Compramos algunas cosas, sobre todo agua, nos metimos en el coche y nos pusimos
en la carretera. Nuestros hijos estaban allí y eso nos preocupaba. Por la zona
de Asua la carretera habitual estaba inundada. La policía nos aviso de la prohibición
de pasar, les contamos lo de los niños y que sería bajo nuestra
responsabilidad, nos dejaron pasar por un camino de tierra que estaban
improvisando para urgencias. Se desmoronaba al pisarlo, pero conseguimos llegar
a Leioa.
Volvieron a
pararnos justo a la entrada del puente de Plentzia, había una buena cola
esperando como nosotros. La entrada por Gandias había desaparecido bajo el
agua, decían que toda aquella zona hasta Mungia estaba anegada totalmente.

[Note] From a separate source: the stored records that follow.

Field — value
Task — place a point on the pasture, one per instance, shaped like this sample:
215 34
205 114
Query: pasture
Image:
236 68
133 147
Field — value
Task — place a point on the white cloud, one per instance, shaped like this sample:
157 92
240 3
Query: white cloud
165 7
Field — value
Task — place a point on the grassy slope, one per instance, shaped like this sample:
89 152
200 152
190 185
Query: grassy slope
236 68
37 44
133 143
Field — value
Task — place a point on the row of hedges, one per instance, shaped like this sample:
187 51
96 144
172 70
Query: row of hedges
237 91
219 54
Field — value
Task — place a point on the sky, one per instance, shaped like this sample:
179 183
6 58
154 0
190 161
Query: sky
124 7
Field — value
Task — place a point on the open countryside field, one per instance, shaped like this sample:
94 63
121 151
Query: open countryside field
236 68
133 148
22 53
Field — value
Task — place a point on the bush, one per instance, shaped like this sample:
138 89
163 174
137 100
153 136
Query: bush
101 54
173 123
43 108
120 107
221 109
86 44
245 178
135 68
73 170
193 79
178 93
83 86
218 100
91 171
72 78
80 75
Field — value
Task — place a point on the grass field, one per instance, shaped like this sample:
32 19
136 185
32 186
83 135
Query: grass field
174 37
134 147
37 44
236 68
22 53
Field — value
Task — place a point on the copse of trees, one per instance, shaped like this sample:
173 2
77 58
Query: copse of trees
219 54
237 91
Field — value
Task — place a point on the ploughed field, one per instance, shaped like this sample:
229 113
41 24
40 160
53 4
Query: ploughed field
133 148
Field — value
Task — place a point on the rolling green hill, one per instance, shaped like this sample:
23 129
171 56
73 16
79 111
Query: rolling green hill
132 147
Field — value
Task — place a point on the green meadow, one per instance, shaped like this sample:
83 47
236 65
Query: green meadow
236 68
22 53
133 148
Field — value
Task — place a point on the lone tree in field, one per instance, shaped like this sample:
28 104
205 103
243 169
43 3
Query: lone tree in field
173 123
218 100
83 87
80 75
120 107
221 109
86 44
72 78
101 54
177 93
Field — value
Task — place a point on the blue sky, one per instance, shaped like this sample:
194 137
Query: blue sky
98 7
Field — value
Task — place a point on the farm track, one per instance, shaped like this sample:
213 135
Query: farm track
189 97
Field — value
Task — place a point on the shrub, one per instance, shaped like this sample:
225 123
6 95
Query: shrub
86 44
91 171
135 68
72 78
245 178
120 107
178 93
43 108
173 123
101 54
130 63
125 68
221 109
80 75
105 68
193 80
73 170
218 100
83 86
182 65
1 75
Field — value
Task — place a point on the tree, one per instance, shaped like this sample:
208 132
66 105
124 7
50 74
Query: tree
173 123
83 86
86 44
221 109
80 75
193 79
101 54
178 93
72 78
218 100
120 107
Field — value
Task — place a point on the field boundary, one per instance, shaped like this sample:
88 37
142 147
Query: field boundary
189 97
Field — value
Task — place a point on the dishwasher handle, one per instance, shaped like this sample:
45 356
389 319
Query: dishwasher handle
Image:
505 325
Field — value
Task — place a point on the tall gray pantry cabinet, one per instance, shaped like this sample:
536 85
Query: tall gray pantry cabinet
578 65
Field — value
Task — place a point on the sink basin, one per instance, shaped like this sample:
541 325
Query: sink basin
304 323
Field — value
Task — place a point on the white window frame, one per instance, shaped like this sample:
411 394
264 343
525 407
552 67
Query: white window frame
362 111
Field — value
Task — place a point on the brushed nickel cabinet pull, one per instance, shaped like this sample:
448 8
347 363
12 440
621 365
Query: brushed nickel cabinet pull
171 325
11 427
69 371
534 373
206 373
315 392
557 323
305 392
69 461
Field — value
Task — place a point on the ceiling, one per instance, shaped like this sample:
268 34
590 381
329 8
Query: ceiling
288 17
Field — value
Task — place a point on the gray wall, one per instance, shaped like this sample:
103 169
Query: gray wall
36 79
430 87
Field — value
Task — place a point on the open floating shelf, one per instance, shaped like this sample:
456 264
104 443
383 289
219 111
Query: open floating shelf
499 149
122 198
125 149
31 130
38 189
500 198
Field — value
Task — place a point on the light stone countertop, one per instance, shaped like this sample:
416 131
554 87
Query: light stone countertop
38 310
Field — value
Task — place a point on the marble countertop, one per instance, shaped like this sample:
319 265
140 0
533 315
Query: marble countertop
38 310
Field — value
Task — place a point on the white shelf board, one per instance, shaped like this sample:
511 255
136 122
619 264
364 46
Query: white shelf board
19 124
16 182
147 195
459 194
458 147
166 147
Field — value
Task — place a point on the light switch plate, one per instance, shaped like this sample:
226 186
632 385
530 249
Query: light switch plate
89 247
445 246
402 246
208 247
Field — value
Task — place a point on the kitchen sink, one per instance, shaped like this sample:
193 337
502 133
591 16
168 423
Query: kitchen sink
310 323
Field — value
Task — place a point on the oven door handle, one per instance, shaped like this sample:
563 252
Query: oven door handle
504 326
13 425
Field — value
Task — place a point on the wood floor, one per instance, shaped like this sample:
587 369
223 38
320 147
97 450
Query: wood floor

Aparcamos el coche y caminando nos acercamos al puente a enterarnos qué pasaba
y hasta cuándo. Justo en ese momento, levantaban la barrera para dejar pasar la
furgoneta de un amigo que tenía un bar muy conocido, al otro lado. Llevaba víveres
y agua para la zona. Se ofreció a llevarnos, insistimos a los policías y
finalmente nos dejaron pasar. Y así llegamos a casa. Debimos esperar algunos
días para poder volver a por el coche.
No volvimos a
Bilbao hasta un tiempo después, aconsejaron que se permaneciera en los pueblos
hasta que las cosas mejoraran, las
clases se retrasaron. Prohibieron bajar a las playas y mucho más bañarse en el
mar. Aún recuerdo perfectamente la desolación de la costa y cuando pudimos
regresar nuestro botxo ya no era el mismo.